Mme de Vermenoux, dit-il, au premier abord étoit l’image de Minerve ; mais sur ce visage imposant brilloit bientôt cet air de bonté, de douceur, de sérénité, cette gaieté naïve et décente qui embellit la raison et qui rend la sagesse aimable. Avec quel plaisir cette femme, habituellement solitaire et naturellement recueillie, nous voyoit arriver à sa maison de campagne de Sèvres ! Avec quelle joie son âme se livroit aux douceurs de l’intimité et s’épanouissoit dans les petits soupers que nous allions faire à Paris avec elle ! Assez jeune encore pour goûter les charmes de la vie, la mort nous l’enleva ; mais, en la regrettant, j’ai reconnu depuis que pour elle de plus longs jours n’auroient été remplis que de tristesse et d’amertume. Plus tard elle auroit trop vécu.

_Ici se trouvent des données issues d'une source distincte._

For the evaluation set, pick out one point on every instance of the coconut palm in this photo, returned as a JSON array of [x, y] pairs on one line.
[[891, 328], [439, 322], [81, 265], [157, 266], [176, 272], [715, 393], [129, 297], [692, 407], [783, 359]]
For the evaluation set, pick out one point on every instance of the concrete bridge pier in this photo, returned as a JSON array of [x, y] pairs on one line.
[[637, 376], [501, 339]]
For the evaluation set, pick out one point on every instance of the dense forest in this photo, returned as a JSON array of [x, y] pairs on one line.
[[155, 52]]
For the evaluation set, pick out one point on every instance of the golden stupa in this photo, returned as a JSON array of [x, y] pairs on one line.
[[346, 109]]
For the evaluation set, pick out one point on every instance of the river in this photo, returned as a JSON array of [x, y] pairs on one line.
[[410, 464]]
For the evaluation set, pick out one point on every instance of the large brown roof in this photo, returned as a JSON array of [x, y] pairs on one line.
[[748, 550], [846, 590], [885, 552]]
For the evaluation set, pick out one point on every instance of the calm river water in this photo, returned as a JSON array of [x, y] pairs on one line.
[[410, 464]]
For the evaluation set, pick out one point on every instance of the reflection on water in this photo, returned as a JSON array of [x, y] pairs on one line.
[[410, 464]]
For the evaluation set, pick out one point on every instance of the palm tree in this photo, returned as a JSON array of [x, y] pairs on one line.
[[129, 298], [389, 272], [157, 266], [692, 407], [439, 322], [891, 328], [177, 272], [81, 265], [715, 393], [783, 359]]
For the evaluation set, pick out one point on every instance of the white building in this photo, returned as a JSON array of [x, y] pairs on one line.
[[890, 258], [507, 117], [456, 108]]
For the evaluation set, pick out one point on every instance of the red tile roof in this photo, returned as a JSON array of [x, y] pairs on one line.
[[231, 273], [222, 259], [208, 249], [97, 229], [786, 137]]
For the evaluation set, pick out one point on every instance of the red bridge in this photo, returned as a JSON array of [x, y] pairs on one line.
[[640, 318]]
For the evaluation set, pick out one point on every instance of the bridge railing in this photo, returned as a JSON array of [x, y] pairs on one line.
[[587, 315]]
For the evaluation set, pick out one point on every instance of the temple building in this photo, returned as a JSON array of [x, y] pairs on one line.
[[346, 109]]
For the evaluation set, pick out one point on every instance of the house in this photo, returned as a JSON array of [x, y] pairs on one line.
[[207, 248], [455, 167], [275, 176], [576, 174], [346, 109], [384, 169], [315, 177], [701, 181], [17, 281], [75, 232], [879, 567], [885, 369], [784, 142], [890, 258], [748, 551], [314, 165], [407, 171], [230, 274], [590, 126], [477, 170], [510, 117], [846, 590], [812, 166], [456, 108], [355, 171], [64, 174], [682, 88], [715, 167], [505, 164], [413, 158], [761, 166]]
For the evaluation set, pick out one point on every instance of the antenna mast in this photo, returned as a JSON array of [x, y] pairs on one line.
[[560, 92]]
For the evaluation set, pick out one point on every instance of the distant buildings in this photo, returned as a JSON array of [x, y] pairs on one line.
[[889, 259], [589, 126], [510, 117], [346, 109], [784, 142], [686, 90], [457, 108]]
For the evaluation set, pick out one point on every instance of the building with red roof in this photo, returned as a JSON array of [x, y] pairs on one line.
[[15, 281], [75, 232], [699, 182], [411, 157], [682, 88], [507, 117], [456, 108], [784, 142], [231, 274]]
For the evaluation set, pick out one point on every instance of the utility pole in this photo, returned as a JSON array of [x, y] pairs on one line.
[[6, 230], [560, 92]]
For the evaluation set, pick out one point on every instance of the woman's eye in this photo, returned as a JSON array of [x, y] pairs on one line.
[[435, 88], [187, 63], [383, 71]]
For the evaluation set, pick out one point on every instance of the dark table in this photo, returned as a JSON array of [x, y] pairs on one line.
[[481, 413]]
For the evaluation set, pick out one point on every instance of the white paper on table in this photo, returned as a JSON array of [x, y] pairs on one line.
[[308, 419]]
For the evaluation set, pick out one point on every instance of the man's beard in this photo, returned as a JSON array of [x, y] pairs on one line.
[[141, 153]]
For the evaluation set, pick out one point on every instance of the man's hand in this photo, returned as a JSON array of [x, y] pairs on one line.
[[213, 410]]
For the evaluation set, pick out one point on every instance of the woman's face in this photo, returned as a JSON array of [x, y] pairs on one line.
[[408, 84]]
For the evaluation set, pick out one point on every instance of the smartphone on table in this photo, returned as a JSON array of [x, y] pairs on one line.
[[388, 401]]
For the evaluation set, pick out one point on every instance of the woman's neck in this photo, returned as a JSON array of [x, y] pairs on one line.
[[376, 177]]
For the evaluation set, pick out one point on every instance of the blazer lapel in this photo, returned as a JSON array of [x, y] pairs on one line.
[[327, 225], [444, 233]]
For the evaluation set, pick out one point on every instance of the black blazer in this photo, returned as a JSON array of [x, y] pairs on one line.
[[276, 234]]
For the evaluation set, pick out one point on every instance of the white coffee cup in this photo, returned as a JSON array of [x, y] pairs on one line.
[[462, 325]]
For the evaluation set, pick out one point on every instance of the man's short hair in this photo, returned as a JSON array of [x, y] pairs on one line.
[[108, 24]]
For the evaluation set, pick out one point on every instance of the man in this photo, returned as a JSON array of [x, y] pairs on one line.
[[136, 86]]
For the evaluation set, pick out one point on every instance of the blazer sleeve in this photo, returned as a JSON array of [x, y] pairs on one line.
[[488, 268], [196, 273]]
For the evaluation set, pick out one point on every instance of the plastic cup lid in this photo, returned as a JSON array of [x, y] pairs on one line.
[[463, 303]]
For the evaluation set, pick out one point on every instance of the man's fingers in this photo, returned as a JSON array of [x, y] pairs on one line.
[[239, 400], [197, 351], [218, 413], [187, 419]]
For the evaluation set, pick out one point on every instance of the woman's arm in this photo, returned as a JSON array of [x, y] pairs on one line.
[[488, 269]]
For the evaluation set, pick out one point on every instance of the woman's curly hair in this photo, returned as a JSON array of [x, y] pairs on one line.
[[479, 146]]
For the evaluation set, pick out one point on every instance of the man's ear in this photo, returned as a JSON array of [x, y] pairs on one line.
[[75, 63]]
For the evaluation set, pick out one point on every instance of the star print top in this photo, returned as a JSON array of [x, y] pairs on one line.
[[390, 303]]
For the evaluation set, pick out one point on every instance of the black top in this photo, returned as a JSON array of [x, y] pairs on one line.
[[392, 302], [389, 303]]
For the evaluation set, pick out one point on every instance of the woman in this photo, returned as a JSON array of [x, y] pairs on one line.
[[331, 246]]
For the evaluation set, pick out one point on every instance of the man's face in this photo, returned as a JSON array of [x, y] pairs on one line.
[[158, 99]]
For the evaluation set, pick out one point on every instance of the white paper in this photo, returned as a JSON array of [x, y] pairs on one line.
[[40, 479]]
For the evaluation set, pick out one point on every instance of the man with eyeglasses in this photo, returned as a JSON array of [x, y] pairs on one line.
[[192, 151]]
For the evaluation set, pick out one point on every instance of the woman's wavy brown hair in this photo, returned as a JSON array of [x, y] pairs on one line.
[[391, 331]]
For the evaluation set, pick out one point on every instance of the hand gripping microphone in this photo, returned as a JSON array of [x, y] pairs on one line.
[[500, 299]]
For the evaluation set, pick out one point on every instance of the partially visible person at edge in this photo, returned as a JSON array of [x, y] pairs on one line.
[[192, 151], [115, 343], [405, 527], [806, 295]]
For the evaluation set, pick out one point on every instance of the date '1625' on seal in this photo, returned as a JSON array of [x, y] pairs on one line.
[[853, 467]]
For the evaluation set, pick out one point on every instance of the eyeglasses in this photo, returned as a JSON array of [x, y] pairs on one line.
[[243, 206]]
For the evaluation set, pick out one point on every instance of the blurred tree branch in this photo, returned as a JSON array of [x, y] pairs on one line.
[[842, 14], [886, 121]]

Cette vie solitaire et un peu difficile à laquelle elle se trouvait condamnée dut plus d’une fois faire regretter à Mme de Vermenoux l’existence opulente que lui avait offerte M. Necker. C’était sans doute pour dissimuler ses regrets qu’elle se plaisait à répéter avec un peu d’affectation que c’était elle qui avait fait le mariage de son ancien adorateur avec Suzanne Curchod ; mais cette affectation ne laissait pas que de désobliger un peu Mme Necker, qui s’en plaignait à Moultou. « Je voudrois, lui écrivait-elle, qu’elle ne s’attribuât pas notre mariage ; mon cœur s’en offense un peu et mon mari, qui prétend n’avoir jamais eu de passion que pour moi, est piqué de ses discours. » Ces légers nuages n’empêchèrent pas, quoi qu’on en ait dit, une relation affectueuse et douce de s’établir entre les deux femmes. Cette relation est attestée par un grand nombre de lettres parmi lesquelles je choisirai celle-ci, où l’on ne verra peut-être pas sans intérêt le nom de Rousseau se rencontrer avec celui de Mme de Staël enfant :


13 août 1770.

Concevez-vous, cher objet, l’extrême plaisir que m’a fait votre charmante lettre, elle m’a rappelé un moment tout mon bonheur de Saint-Ouen. Je suis ravie d’apprendre que l’estomac de mon ami Necker[1] reprenne ses forces ; sa tête, qui n’avoit besoin que de celles-là, s’en ressentira bientôt, mais je l’exhorte, je le conjure de prendre ses eaux avec plus de suite et de constance qu’il n’en a mis jusqu’ici dans ses

  1. M. et Mme Necker étaient en ce moment aux eaux de Spa.